Complete step by step answer:
We all know the numerical expression of first law thermodynamics,
ΔE=q+w\Delta E = q + w
An adiabatic cycle is one in which no warmth is picked up or lost by the framework. The principal law of thermodynamics with q=0q = 0 shows that all the change in interior energy is as work done. Therefore, from the first law thermodynamics,
ΔE=q+W\Delta E = q + W
On substituting the value of q we get,
ΔE=0+W\Rightarrow \Delta E = 0 + W
ΔE=W\Delta E = W
Therefore the change in internal energy is equal to the amount of work done on the system but it is not equivalent to zero.
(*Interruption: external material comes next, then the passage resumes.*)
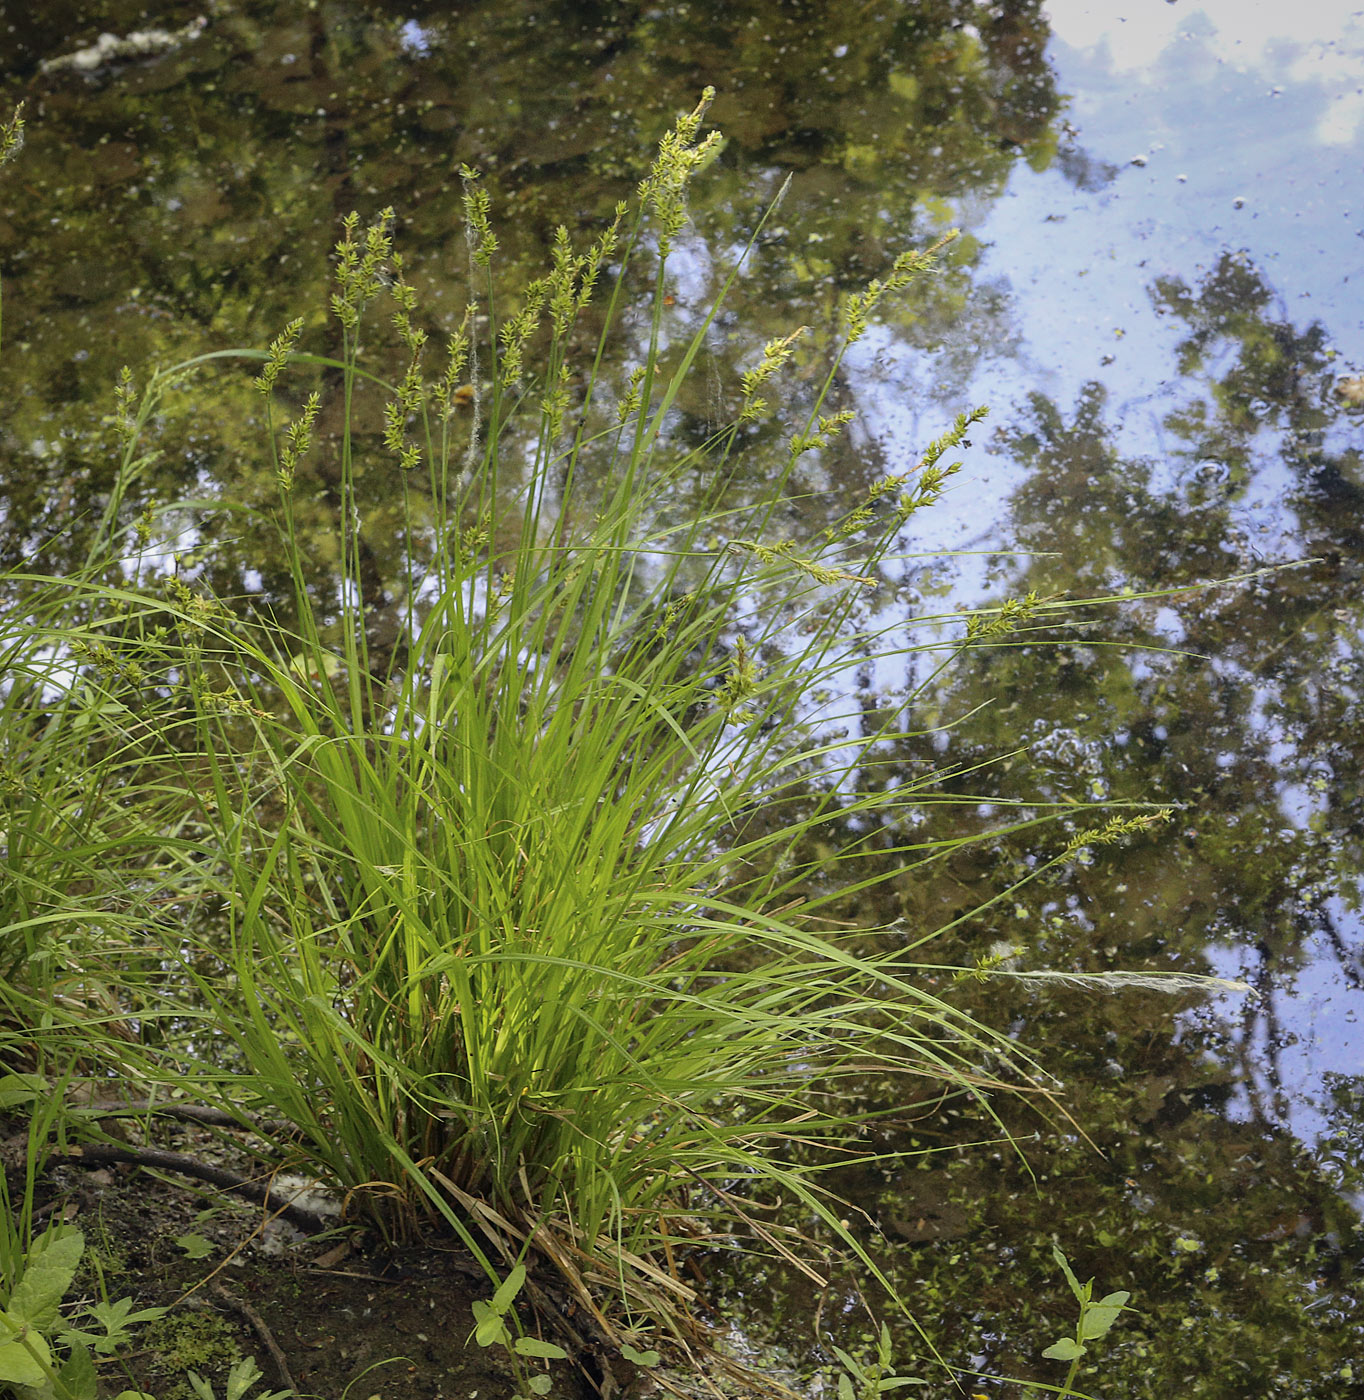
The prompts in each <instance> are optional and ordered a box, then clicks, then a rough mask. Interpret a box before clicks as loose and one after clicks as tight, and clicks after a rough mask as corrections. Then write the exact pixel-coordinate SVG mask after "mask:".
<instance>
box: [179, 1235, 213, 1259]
mask: <svg viewBox="0 0 1364 1400" xmlns="http://www.w3.org/2000/svg"><path fill="white" fill-rule="evenodd" d="M175 1243H176V1245H179V1247H181V1249H182V1250H185V1253H186V1256H188V1257H189V1259H207V1257H209V1256H210V1254H211V1253H213V1242H211V1240H207V1239H204V1238H203V1235H176V1236H175Z"/></svg>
So, the correct answer is Option A.

Note: One can determine the internal energy for one mole of carbon monoxide using the first law of thermodynamics.
Example:
Let us assume,
The total heat capacity of the calorimeter C=3kJ(oC)1C = 3kJ{\left( {^oC} \right)^{ - 1}}
The initial temperature T1=22.113oC{T_1} = {22.113^o}C
The final temperature T2=22.799oC{T_2} = {22.799^o}C
The change in temperature is given by,
ΔT=T2T1\Delta T = {T_2} - {T_1}
On substituting the known values we get,
ΔT=22.799oC22.113oC\Rightarrow \Delta T = {22.799^o}C - {22.113^o}C
On simplifying we get,
ΔT=0.686oC\Rightarrow \Delta T = {0.686^o}C
The change in temperature is 0.686C{0.686^ \circ }C
The amount of heat interchange can be estimated as,
q=CΔTq = C\Delta T
q=3kJ(oC)1×0.686oCq = 3kJ{\left( {^oC} \right)^{ - 1}} \times {0.686^o}C
q=2.058kJq = 2.058kJ
The heat released=The heat gained by the calorimeter{\text{The heat released}} = {\text{The heat gained by the calorimeter}}
The quantity of heat get by the calorimeter is 2.058kJ - 2.058kJ
In bomb calorimeter the volume is fixed therefore the work done by the calorimeter is given by,
w=PΔVw = P\Delta V
w=0w = 0
The work done by the calorimeter is zero.
The internal energy change can be calculated as,
ΔE=q+w\Delta E = q + w
ΔE=2.058kJ\Delta E = - 2.058kJ
The internal energy change is 2.058kJ - 2.058kJ
The internal energy for one mole of carbon monoxide can be calculated as,
ΔE=2.058kJ1.40g×38g1mol=41.16kJ/mol\Delta E = \dfrac{{ - 2.058kJ}}{{1.40g}} \times \dfrac{{38g}}{{1mol}} = - 41.16kJ/mol
The internal energy for one mole of carbon monoxide is 41.16kJ/mol - 41.16kJ/mol.